Origin: Puny C
Features
- Supported target and host architectures: RISC-V.
- Valid source code for Puny C is also valid C99 and can be written in a way that gcc or clang compile it without any warning.
- Code generation is designed to be easily portable to other target architectures.
- Fast compilation, small code size.
Inspired by
- cc500 - a tiny self-hosting C compiler by Edmund Grimley Evans
- Obfuscated Tiny C Compiler - very small self compiling C compiler by Fabrice Bellard
- Tiny C Compiler - a small but hyper fast C compiler.
- Compiler Construction - brief but comprehensive book by Niklaus Wirth.
Run the following command under top-level directory.
tests/cc-selfhost.sh
- No linker.
- No preprocessor.
- No standard library.
- No
typedef
. - No type checking. Variable types are always
unsigned int
, except if indexed with[]
then the type ischar *
. - Any combination of
unsigned
,long
int
,char
,void
and*
is accepted as valid type. - Type casts are allowed, but ignored.
- Constants: only decimal, character and string without backslash escape
- Statements:
if
,while
,return
. - Variable declaration: C99-style statements.
- Operators: no unary, ternary, extended assignment.
- Operator precedence: simplified, use parentheses instead.
level | operator | description |
---|---|---|
1 | [] () | array and function call |
2 | + - << >> & ^ | | binary operation |
3 | < <= > >= == != | comparison |
4 | = | assignment |
There is no inline assembler for functions that directly access the operating system (e.g. file I/O). But code can be written in pure binary:
void exit(int) _Pragma("emit \x58\x5b\x31\xc0\x40\xcd\x80");
/* 58 pop eax
5b pop ebx
31 c0 xor eax, eax
40 inc eax
cd 80 int 128 */
Other compilers ignore the _Pragma
statement, which turns the line into a
forward declaration where libc can be linked against.
Each compiler consists of three parts:
- Host-specific standard functions for I/O in
stdlib.c
- Target-specific code generation in
emit.c
- Architecture independent compiler parts (scanner, parser and symbol table)
Concatenate the three files and compile it.
Cross compilers can be built by using a different ARCH
for host_
and emit_
.
There is only one buffer buf
.
The code grows from 0 upwards, the symbol table grows from the top downwards.

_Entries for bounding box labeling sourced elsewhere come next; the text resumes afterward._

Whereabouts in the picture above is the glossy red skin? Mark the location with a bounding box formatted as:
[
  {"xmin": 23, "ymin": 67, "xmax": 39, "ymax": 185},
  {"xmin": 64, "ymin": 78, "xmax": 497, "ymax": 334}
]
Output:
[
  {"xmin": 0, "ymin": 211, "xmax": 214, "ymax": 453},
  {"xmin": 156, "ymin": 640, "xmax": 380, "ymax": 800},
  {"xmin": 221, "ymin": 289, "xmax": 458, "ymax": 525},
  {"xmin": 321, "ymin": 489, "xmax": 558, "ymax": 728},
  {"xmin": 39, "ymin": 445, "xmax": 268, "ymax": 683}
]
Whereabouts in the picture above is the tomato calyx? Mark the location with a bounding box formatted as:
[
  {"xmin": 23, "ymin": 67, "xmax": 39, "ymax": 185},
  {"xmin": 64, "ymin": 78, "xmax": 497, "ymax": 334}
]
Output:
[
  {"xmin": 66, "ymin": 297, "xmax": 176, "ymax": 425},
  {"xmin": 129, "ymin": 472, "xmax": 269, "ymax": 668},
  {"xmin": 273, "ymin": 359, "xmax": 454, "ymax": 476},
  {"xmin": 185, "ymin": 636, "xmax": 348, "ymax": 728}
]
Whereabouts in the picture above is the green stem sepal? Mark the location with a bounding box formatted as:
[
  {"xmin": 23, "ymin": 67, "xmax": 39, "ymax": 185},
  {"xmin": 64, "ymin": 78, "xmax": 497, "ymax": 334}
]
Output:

The token buffer for strings and identifiers is dynamically allocated in the
space between them:
0 code_pos code_pos+256 sym_head-256 sym_head buf_size
token_buf token_buf+token_size
+------+---------------+-------------------+---------------+--------------+
| code | 256 bytes | identifier/string | 256 bytes | symbol table |
+------+---------------+-------------------+---------------+--------------+